O que interessa é que as iniciativas se façam. Mais cedo ou mais tarde o reconhecimento vai surgir. Por exemplo, em regra estima-se que a plantação em regime florestal tenha taxas de sobrevivência na ordem dos 30%. Nas nossas iniciativas chegamos a ter áreas com taxas de sobrevivência de 70%. Estes dados são por si só um valor acrescentado. Além disso, organizamos as nossas próprias iniciativas, temos mais de 22.500 seguidores no Facebook e já contamos com um banco de voluntariado com mais de 2.650 pessoas.

 

Em relação às iniciativas a que se associam, que critérios têm de cumprir?

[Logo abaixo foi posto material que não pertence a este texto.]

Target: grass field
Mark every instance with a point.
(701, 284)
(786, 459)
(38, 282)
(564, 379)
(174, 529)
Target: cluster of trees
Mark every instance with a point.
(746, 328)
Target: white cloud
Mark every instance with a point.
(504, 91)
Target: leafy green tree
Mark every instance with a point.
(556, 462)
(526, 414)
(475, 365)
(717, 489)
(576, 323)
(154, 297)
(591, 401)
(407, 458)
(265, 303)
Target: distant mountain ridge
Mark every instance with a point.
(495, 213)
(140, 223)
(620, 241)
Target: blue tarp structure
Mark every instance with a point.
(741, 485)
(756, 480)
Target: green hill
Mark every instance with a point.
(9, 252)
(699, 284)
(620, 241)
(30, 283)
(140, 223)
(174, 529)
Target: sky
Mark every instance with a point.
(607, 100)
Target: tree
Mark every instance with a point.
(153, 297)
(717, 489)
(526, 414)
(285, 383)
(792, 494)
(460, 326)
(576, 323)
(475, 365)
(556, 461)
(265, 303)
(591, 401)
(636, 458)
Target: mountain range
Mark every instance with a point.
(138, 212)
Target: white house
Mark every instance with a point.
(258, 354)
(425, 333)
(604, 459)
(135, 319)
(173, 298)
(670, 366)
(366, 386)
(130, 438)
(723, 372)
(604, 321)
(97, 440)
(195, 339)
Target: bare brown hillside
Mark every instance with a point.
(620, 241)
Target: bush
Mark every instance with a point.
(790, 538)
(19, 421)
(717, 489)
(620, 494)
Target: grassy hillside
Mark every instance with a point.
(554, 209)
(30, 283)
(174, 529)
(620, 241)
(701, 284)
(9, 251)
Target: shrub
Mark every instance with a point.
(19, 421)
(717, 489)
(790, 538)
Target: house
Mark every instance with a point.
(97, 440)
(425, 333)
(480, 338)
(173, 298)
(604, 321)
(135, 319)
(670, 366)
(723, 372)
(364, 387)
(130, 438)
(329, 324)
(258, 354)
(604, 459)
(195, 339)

Têm sempre de obedecer a um conjunto de quatro regras: só plantar espécies autóctones, incluir uma iniciativa para crianças e outra para o público em geral, plantar sempre em espaços de fruição pública e as entidades têm de assumir uma gestão a longo prazo dessas áreas.

 

Relativamente às vossas actividades, quais gostaria de destacar?

Além das iniciativas de plantação de gramíneas, herbáceas, arbustos e árvores, organizamos actividades de conservação, recolha de sementes, rega. Organizamos oficinas de hortas ecológicas em quintais, de hortas verticais num plano de permacultura, saídas de campo com intervenção, acções de formação, além de vários projectos para escolas e empresas. Estamos também a preparar uma grande campanha nacional, totalmente inovadora, em parceria com a Associação Terra dos Sonhos, cujo objectivo é plantar 100 mil plantas e realizar mil sonhos de crianças e jovens doentes, carenciados e idosos.

 

E como tem sido para si este ano como presidente da Plantar uma Árvore? Também um sonho realizado?

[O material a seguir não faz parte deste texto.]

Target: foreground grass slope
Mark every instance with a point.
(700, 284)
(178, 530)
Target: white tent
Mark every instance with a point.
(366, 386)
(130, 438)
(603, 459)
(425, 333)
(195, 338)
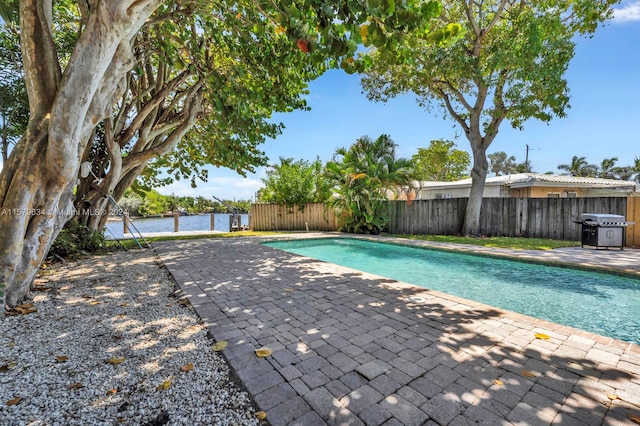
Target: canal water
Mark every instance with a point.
(165, 224)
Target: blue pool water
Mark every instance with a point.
(601, 303)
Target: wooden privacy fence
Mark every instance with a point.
(509, 217)
(633, 215)
(274, 217)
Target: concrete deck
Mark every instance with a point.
(350, 349)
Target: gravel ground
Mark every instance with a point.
(110, 344)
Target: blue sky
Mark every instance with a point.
(603, 122)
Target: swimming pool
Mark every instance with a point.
(601, 303)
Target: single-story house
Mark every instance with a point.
(529, 185)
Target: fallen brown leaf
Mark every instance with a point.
(164, 385)
(14, 401)
(527, 374)
(8, 366)
(116, 360)
(218, 346)
(263, 352)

Neste momento trabalho mais do que alguma vez trabalhei na minha vida. Acordo e deito-me a pensar no projeto. Se fosse outro tipo de trabalho, seria uma função que me esgotaria. Esta, pelo contrário, alimenta-me. Nunca trabalhei com tanto prazer. É isto que gostaria de fazer para o resto da vida.

 

Num dia de plantação, o que sente ao ver tanta gente mobilizada?

Já tivemos, em Monsanto, duas acções em que estiveram 500 pessoas em cada dia. É estupendo! É difícil explicar a sensação… Talvez seja perceber que ainda existe… esperança.

 

A vossa utopia inicial mantém-se?

Sim! O objectivo é “uma pessoa, uma árvore por ano”. Seriam cerca de 10 milhões de árvores plantadas anualmente. É isso que nós queremos: que cada pessoa aprenda a colher a semente, a semear e depois a vir plantar. A utopia mantém-se.

 

Lembra-se da primeira árvore que plantou?

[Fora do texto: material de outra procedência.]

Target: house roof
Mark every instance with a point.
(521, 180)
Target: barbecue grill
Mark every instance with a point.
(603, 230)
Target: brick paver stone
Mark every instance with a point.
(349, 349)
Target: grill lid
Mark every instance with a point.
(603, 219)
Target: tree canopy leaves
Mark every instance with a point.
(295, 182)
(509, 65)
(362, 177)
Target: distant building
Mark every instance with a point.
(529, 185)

Logo após o Limpar Portugal, criei o grupo de Lisboa do movimento Guerrilla Gardening, movimento internacional em que as pessoas fazem intervenções muito rápidas de plantação de árvores e flores em espaços abandonados na cidade. Foi nesse movimento que plantei a minha primeira árvore, mas depressa o grupo acabou por desaparecer. Foi na Plantar uma Árvore que realmente aprendi e descobri que a enxada e o meu ombro encaixam perfeitamente. Gosto de “desaparecer” e estar horas e horas só a plantar árvores.

 

O contacto com a natureza foi sempre uma constante no seu percurso?

Foi sempre na natureza que encontrei a maior tranquilidade e paz de espírito. As minhas férias foram sempre passadas a fazer percursos e caminhadas em alta montanha. Chegar ao cume e sentir-me pequeno, mas grande ao mesmo tempo, é único. E por causa da minha formação em Geografia tudo faz ainda mais sentido. Um professor na faculdade disse-nos que depois de tirarmos o curso passaríamos a olhar para a paisagem de forma diferente. E é verdade.

 

Criar um bosque demora cerca de 30 anos. Essa espera necessária não o desincentiva?

Há outra visibilidade do nosso trabalho que é incomparável. Tem a ver com as pessoas, com a sua sensibilização, com ver as crianças plantarem e quererem voltar. O empenho e cuidado das pessoas é muito visível e compensador.